São nestas sequências que Del Toro desconstrói preconceitos. Strikland é capaz de adorar o Cadillac azul metálico, torturar o ser vivo e assediar sexualmente Elisa, obtendo prazer nisto. Já a Criatura Anfíbia, não, quando mata o gato é porque tem fome. Elisa ensina-o diferenciar as situações e ser menos ameaçador, e ele se mostra receptivo. Não deixa de ser referência ao Anfíbio, personagem-título de “O Monstro da Lagoa Negra (1954)”, e grata homenagem de Del Toro ao cineasta estadunidense Jack Arnold (1916/1992), diretor de “O Incrível Homem Que Encolheu (1957)”. Mas é também mostrar o quanto estigmatizar é pernicioso.

Narrativa une dois seres diferentes

Além de ser um filme-caleidoscópico, “A Forma da Água” transita entre a fantasia, a ficção e a realidade. Pela TV p&b Elisa e Giles se encantam com os musicais hollywoodianos dos anos 30 e 40, durante a II Guerra Mundial (1939/1945). São nestas escapistas sequências que ela dissipa suas frustrações ao imitar o sapateado de Shirley Temple (1928/2014) e Betty Grable (1916/1973). Diferente da brilhante sequência em p&b que Del Toro a faz dançar com o Anfíbio, configurando sua felicidade por estarem apaixonados um pelo outro. São diferentes maneiras de expor em imagens as emoções a brotar em distintas situações do existir.

Depois de transitar por vários gêneros, é no desfecho que Del Toro refaz a característica composição dos personagens femininos do filme noir.
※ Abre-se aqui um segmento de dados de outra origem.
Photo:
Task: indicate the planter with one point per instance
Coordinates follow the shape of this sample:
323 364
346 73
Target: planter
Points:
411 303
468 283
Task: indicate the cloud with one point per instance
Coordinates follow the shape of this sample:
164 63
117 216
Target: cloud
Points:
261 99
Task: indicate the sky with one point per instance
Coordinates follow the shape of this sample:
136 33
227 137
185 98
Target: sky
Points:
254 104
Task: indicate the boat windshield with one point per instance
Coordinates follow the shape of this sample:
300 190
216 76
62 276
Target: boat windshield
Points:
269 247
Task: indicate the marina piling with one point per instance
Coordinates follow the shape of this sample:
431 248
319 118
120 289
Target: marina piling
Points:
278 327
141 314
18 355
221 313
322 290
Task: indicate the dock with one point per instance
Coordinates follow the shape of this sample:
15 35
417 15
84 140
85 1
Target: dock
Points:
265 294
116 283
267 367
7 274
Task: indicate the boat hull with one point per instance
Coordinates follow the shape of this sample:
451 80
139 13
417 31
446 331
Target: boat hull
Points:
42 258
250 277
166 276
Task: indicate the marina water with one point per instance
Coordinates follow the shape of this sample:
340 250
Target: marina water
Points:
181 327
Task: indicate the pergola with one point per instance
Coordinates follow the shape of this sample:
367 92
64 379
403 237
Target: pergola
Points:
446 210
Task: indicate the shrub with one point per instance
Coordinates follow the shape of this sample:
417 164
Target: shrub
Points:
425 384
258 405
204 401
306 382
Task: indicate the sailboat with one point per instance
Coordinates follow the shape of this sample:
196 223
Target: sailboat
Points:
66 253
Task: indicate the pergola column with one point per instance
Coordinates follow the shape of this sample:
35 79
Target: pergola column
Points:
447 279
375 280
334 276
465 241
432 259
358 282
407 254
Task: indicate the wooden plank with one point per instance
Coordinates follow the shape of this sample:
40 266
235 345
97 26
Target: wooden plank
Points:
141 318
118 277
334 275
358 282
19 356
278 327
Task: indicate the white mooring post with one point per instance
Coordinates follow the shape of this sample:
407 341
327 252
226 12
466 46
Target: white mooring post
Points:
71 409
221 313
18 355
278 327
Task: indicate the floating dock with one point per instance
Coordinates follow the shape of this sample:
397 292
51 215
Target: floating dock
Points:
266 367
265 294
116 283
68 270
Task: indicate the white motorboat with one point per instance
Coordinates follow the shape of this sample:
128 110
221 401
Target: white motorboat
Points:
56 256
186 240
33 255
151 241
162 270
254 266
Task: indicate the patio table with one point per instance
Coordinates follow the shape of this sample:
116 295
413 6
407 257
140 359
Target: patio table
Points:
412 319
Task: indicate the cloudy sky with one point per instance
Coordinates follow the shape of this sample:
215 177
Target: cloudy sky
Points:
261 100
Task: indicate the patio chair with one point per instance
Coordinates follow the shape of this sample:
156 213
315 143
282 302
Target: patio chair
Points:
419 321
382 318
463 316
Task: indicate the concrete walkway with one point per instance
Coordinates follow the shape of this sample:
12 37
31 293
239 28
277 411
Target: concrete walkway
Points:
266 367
Em vez da mulher fatal que destrói o frágil amado, é Elisa quem conduz a ação, sem fazer jogo duplo para se salvar, enquanto o Anfíbio tentava sobreviver. O happ-end diz muito sobre o papel da mulher e do outro nas relações entre seres diferentes neste mergulho nas trevas que o capitalismo neoliberal mergulhou o planeta neste princípio de Terceiro Milênio e ele mesmo agoniza ao tentar concentrar sua podre supremacia.
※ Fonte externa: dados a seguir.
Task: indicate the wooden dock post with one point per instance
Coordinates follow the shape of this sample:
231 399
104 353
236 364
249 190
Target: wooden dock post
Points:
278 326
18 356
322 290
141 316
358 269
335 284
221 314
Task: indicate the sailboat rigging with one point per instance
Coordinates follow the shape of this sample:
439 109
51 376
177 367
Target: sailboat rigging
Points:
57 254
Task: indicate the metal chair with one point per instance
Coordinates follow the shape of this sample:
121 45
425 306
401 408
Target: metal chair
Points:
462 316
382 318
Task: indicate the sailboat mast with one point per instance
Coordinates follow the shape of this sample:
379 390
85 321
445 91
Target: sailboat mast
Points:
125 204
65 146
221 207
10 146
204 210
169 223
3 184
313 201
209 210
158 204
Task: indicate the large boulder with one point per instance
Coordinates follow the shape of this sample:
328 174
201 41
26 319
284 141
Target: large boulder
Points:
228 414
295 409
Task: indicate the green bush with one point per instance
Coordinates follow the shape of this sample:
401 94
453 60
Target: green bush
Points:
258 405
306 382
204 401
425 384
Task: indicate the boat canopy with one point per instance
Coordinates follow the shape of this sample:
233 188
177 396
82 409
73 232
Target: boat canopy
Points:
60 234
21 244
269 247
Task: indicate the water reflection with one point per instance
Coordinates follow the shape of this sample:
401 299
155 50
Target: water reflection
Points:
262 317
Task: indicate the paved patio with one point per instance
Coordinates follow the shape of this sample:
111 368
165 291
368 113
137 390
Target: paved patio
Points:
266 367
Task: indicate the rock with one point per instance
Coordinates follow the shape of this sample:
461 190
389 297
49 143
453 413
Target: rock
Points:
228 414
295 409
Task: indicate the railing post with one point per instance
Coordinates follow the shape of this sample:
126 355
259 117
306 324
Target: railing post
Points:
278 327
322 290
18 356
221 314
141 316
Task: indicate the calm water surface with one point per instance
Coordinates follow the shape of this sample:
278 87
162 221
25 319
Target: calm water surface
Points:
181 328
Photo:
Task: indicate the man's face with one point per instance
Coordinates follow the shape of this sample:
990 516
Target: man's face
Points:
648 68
Toda esta estruturação dramática e referencial é sustentada pelo clima advindo da cor e da luz em tons verdes, amarelos e vermelhos dos corredores, ruas e salas do OCCAM. Dá a sensação de ambiente molhado, escorregadio, por onde transitam seus oprimidos funcionários. Diversos dos restritos ambientes frequentados por Giles ou o apartamento habitado por ele e Elisa. Ou mergulhados na escuridão, como nas sequências do cais. Isto torna a narrativa compacta, transformando os personagens em espectros de uma fábula matizada pela realidade criada pelo aguçado olhar do diretor de fotografia Dan Laustsen e do próprio Del Toro.
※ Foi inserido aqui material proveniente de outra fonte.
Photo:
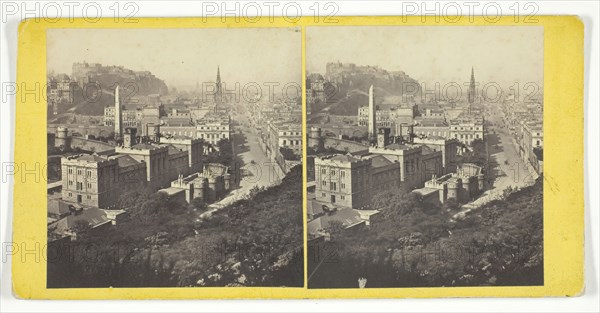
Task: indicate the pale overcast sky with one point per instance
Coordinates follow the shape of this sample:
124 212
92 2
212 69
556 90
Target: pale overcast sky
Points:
502 54
183 56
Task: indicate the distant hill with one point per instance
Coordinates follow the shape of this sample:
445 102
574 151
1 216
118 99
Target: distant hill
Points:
94 86
347 86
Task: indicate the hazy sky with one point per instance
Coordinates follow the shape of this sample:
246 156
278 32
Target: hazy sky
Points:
502 54
183 56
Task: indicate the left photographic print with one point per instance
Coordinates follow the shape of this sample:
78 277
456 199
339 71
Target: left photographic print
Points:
174 157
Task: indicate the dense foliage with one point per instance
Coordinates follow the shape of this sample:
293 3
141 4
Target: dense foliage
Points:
410 245
253 242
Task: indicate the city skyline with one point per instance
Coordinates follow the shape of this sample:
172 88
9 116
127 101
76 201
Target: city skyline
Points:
445 54
172 57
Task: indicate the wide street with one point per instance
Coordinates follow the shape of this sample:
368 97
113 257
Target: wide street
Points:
505 167
252 165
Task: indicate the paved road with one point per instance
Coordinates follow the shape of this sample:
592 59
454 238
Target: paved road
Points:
254 165
504 160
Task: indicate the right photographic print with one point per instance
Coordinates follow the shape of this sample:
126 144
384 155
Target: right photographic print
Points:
424 156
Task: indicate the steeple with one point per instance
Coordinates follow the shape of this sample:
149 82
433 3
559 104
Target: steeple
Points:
218 92
472 94
118 115
372 131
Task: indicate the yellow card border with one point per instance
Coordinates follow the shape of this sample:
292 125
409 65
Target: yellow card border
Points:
563 166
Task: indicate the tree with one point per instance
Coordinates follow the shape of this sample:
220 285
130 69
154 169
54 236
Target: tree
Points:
334 228
80 227
223 155
451 204
198 204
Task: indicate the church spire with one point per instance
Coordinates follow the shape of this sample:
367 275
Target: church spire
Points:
218 91
472 94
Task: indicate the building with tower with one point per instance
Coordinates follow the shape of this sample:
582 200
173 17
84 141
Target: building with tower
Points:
372 122
472 96
118 115
218 90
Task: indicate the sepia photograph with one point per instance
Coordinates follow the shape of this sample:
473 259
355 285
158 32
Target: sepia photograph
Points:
424 156
174 157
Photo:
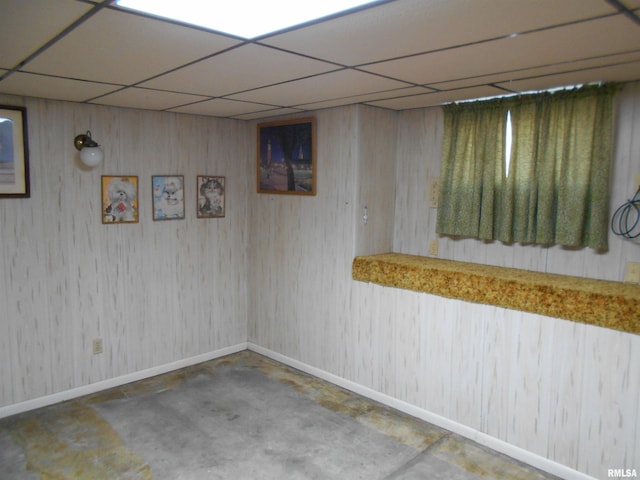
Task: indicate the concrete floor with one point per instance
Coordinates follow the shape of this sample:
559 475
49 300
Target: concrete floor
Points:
238 417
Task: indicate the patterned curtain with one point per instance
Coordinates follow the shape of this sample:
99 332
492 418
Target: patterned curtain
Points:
556 190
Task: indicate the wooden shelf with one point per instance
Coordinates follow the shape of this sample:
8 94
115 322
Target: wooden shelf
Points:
603 303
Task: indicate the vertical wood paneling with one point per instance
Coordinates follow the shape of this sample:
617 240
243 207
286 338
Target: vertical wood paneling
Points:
419 157
68 279
276 271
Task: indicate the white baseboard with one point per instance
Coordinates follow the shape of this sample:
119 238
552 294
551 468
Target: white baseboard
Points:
496 444
116 382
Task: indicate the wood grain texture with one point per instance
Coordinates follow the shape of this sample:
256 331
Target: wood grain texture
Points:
155 292
277 271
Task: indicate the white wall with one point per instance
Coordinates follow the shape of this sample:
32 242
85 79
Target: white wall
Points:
277 272
419 153
155 292
562 390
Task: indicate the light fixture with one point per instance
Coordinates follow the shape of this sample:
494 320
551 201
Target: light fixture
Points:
90 152
245 18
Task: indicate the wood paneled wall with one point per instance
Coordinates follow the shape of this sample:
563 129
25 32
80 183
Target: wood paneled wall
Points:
276 271
419 152
565 391
155 292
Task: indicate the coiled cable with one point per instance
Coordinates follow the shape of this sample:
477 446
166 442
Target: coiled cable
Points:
626 219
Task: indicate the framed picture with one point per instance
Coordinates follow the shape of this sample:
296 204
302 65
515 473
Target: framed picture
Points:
14 152
168 197
287 157
119 199
211 196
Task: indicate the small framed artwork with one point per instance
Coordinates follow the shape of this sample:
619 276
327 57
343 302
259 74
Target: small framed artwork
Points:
168 197
211 196
119 199
14 152
287 157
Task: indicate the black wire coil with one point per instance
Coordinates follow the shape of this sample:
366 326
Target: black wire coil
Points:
626 219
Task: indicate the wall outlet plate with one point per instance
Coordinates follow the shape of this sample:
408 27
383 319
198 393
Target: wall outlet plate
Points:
97 346
633 272
434 192
433 247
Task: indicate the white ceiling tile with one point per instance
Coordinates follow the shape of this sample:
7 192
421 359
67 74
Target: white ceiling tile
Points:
239 69
117 47
26 25
521 74
414 26
619 73
631 3
267 114
402 92
340 84
53 87
438 98
221 107
598 37
146 99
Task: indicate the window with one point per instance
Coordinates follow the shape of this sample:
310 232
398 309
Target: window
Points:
532 169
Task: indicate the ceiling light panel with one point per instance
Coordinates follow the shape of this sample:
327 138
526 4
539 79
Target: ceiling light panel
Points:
246 19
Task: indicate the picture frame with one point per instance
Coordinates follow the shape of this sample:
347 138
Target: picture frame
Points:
286 162
168 197
211 196
14 153
119 199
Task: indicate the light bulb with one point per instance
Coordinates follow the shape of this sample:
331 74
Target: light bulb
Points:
91 156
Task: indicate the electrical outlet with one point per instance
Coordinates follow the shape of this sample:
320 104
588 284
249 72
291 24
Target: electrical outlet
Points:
633 272
434 192
433 247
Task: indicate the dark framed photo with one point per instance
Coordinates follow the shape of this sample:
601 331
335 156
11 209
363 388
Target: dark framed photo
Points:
168 197
211 195
119 199
14 152
287 157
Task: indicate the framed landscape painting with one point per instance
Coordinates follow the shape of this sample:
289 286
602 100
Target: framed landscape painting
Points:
286 161
14 152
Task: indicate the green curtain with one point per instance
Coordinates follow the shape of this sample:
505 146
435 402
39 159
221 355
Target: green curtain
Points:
557 188
473 150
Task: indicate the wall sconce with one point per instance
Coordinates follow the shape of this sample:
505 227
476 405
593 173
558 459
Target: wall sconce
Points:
90 152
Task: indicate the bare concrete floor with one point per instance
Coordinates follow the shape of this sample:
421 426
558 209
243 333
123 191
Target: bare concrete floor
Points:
238 417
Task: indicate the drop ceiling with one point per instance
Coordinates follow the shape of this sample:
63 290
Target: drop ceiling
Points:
397 55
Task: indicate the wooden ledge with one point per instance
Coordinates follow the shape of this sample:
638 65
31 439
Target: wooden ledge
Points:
603 303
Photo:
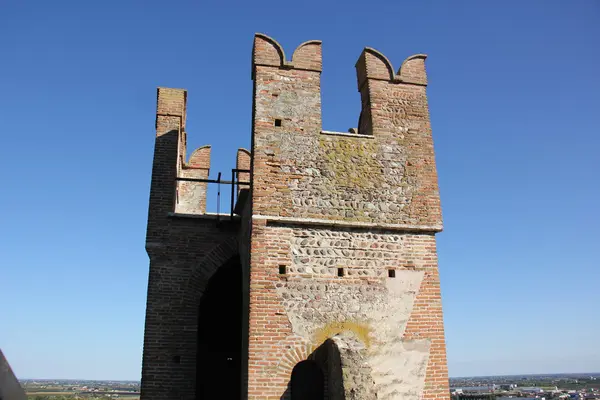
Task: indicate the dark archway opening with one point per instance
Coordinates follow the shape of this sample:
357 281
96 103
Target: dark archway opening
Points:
218 363
307 381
Fascismo soterra sonhos de garota e guerrilheiros

Embora complexo, encantatório e ainda assim realista, com moderna construção estética e dramática, com traços hollywoodianos, Del Toro, em “A Forma da Água”, se afasta da clareza e da contundência de “O Labirinto do Fauno”. Neste, mostra a resistência dos guerreiros republicanos aos soldados franquistas durante a estabilização do General Francisco Franco Barramonde (1892/1975) no poder, após a Guerra Civil Espanhola (1936/1939), e a fantasia da garota Ofélia (Ivana Baquero), que sonhava com fadas e se envolveu com o misterioso e esperto Fauno (Doug Jones).

O entrelaçar destas duas tramas termina por mostrar que a esperança da criança e a luta da juventude para construir um país melhor foram soterradas pelos fascistas. Entretanto, Del Toro se demonstra bom construtor de desfecho, ao evitar, em “A Forma da Água”, a contraposição bem versus mal, e termine por montar um confronto em que os vilões acabem estendidos na molhada plataforma do cais, Elisa encontra, assim, seu companheiro e os fascistas da OCCAM sucumbem. Significa que a solução de uma relação à dois pode ser a abertura de uma trinca na parede do preconceito e da opressão, desde que sejam enfrentados.

A Forma da Água (The Shape of the Water). Produção/roteiro/direção: Guillermo Del Toro. Música: Alexandre Desplat. Editor: Roney Wolinsk. Fotografia: Dan Laustsen. Elenco: Sally Hawkins, Octavia Spencer, Michel Shannon, Richard Jenkins, Doug Jones, Michel Stuhlbang.